The historic Lincoln Heights jail was opened in 1931 on the site of the old East Side Police station and jail. The new, Art Deco -style building was intended to house just over 600 prisoners. By the early 1950’s, however, the overcrowded jail held as many as 2800 inmates, which prompted an expansion of the facility in 1951. In December of that same year, the Lincoln Heights Jail became part of a scandal that erupted stemming from the brutal beatings of seven civilians by LAPD officers. The incident, which came to be known as “Bloody Christmas,” produced the first-ever grand jury indictments of serving LAPD officers as well as the first criminal convictions for use of excessive force in LAPD history.

The so-called Bloody Christmas incident was the inspiration for the James Ellroy novel, “L.A. Confidential,” and the Lincoln Heights Jail was used as one of the filming locations for the 1997 film based on the book.


Over the years, the site housed many notorious and notable criminals including murderer William Edward Hickman in the late 1920s and gangster Al Capone, who spent a night at the Lincoln Heights jail for tax evasion. Novelist and screenwriter Raymond Chandler spent time in the jail’s drunk tank. Lincoln Heights Jail also had a section for female prisoners on its second floor, and academy-award winning actress Lucile Watson was once held there after a night of drunken shenanigans.

Lincoln Heights jail closed in the 1960’s. However, due to its proximity to Hollywood, the building has remained in use as a popular filming location. Wes Craven’s “A Nightmare on Elm Street,” utilized the basement of the jail as a location for its boiler-room scenes.


In addition to serving as a filming location, the building has been home to a Bilingual arts center and a gym. Tragically, in 1994, the site was the scene of an mysterious death when the founder of the gym was found dead in the elevator shaft.

The former jail has long been rumored to be haunted. Various film and TV crew members as well as building staff and visitors have reported experiencing unexplained or paranormal activity.


Have you paid a visit to the Lincoln Heights Jail? Feel free to share your stories or any information in the comments section.


2 thoughts on “Lincoln Heights Jail: A brief history of LA’s haunted jail.
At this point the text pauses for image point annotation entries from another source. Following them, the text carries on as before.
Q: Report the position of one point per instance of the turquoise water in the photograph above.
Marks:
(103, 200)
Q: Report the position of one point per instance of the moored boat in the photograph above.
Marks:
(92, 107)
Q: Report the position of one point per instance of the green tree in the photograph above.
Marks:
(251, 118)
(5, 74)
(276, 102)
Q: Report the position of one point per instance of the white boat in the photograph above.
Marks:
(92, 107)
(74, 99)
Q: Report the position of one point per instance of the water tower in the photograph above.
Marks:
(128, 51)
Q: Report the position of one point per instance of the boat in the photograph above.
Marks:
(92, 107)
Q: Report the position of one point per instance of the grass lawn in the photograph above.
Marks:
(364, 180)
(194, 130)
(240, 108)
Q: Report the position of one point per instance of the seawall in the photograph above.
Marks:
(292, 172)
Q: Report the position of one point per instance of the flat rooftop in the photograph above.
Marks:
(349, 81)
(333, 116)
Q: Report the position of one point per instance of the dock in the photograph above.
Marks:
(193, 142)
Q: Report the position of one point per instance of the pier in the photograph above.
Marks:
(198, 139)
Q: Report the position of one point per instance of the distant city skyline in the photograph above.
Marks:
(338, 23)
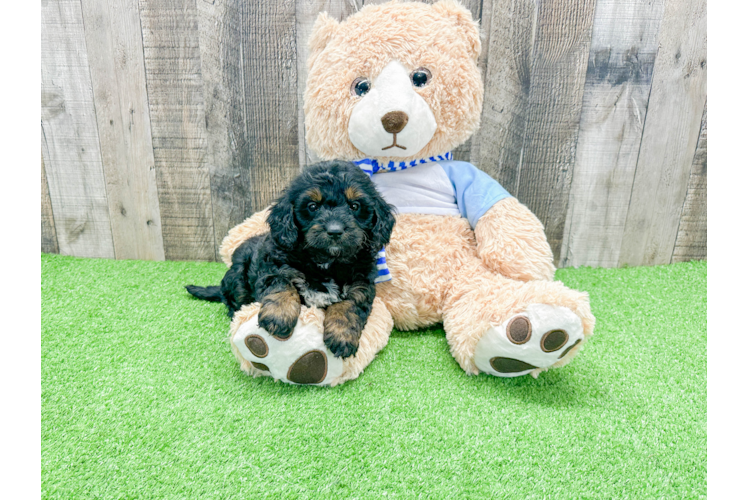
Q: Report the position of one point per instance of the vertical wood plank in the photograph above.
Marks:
(559, 66)
(497, 146)
(671, 132)
(69, 135)
(690, 244)
(271, 98)
(221, 52)
(115, 54)
(619, 77)
(175, 98)
(49, 235)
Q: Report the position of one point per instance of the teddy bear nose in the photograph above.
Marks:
(394, 121)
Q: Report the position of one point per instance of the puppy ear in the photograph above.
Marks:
(383, 224)
(281, 221)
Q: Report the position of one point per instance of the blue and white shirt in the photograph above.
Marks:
(437, 185)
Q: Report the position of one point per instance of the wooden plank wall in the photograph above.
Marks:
(167, 122)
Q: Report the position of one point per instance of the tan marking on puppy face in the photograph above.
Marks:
(351, 193)
(314, 194)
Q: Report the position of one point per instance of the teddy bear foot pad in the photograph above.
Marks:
(536, 338)
(301, 358)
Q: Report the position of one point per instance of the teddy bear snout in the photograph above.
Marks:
(394, 121)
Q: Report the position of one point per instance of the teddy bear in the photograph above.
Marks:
(394, 88)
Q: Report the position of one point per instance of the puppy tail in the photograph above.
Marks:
(211, 293)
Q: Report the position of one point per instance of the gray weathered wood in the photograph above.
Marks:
(497, 146)
(619, 76)
(49, 235)
(671, 132)
(115, 55)
(70, 141)
(175, 99)
(690, 243)
(225, 114)
(271, 98)
(559, 66)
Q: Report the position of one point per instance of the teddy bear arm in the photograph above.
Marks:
(511, 242)
(252, 226)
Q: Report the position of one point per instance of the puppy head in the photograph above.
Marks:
(332, 211)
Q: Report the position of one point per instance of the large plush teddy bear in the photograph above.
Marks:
(395, 87)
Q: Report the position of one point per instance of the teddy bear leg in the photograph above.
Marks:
(303, 358)
(509, 328)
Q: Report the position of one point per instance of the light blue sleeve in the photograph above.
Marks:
(475, 190)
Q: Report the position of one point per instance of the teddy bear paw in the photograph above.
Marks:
(301, 358)
(536, 338)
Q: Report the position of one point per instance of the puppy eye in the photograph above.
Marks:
(360, 86)
(420, 77)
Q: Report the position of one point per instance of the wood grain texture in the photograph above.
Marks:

  1. I spent 10 days in Lincoln Heights jail in 1961. I was arrested with my best friend for shoplifting. It was like a dormitory setting, with beds strung along next to each other. It was actually an experience I’ve never forgotten, and in some ways, was really nice. I met people I would never have met otherwise, and learned things I would never have learned otherwise. Sounds weird I know, but it was a very memorable experience and I’m glad it happened.
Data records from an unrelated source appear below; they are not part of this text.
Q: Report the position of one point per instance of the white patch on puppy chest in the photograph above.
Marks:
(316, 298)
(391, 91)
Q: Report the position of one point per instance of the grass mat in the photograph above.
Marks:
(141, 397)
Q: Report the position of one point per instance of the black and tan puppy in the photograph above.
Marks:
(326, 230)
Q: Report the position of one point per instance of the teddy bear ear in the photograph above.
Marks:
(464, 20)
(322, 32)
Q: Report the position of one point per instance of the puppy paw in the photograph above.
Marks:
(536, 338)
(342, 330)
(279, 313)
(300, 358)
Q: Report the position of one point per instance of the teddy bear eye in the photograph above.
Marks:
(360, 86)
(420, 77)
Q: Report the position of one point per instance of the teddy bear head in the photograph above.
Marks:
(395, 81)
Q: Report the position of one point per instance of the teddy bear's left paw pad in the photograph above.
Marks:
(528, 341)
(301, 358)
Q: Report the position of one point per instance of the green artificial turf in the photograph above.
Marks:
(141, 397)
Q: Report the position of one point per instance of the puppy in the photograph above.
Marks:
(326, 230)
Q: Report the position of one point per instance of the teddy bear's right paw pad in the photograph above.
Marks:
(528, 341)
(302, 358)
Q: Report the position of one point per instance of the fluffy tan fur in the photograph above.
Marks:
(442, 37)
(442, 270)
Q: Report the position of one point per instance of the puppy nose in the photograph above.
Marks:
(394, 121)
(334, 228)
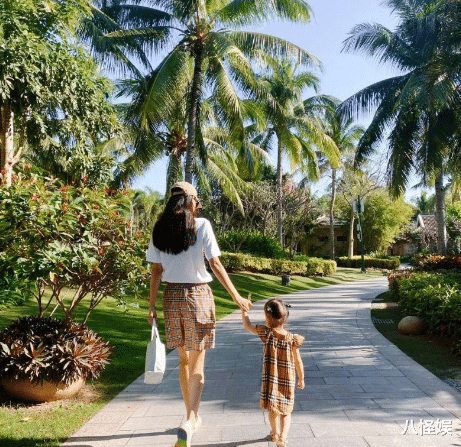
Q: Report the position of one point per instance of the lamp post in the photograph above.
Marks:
(359, 208)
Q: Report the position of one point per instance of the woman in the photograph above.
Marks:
(179, 242)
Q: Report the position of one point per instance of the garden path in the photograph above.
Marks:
(361, 391)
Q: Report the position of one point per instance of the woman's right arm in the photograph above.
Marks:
(155, 280)
(223, 278)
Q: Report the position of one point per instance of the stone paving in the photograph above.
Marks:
(361, 391)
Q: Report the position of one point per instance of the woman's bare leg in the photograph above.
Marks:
(285, 420)
(196, 382)
(184, 377)
(274, 421)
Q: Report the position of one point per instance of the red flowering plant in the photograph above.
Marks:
(74, 242)
(68, 247)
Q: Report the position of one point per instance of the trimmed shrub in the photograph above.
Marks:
(436, 298)
(436, 262)
(242, 261)
(356, 262)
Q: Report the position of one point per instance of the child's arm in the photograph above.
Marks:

  2. I was in the building yesterday (6-23-20) to do some environmental air sampling. I started on the 5th (top) floor and worked my way down. I placed my bag of sample media near the freight elevator on the 2nd floor. I heard the bag of sample media fall from about 20 yards away. When I got there the bag was dumped. Usually when a bag falls the stuff is in or just around the bag. This was dumped and spread out. This was my first experience of this type.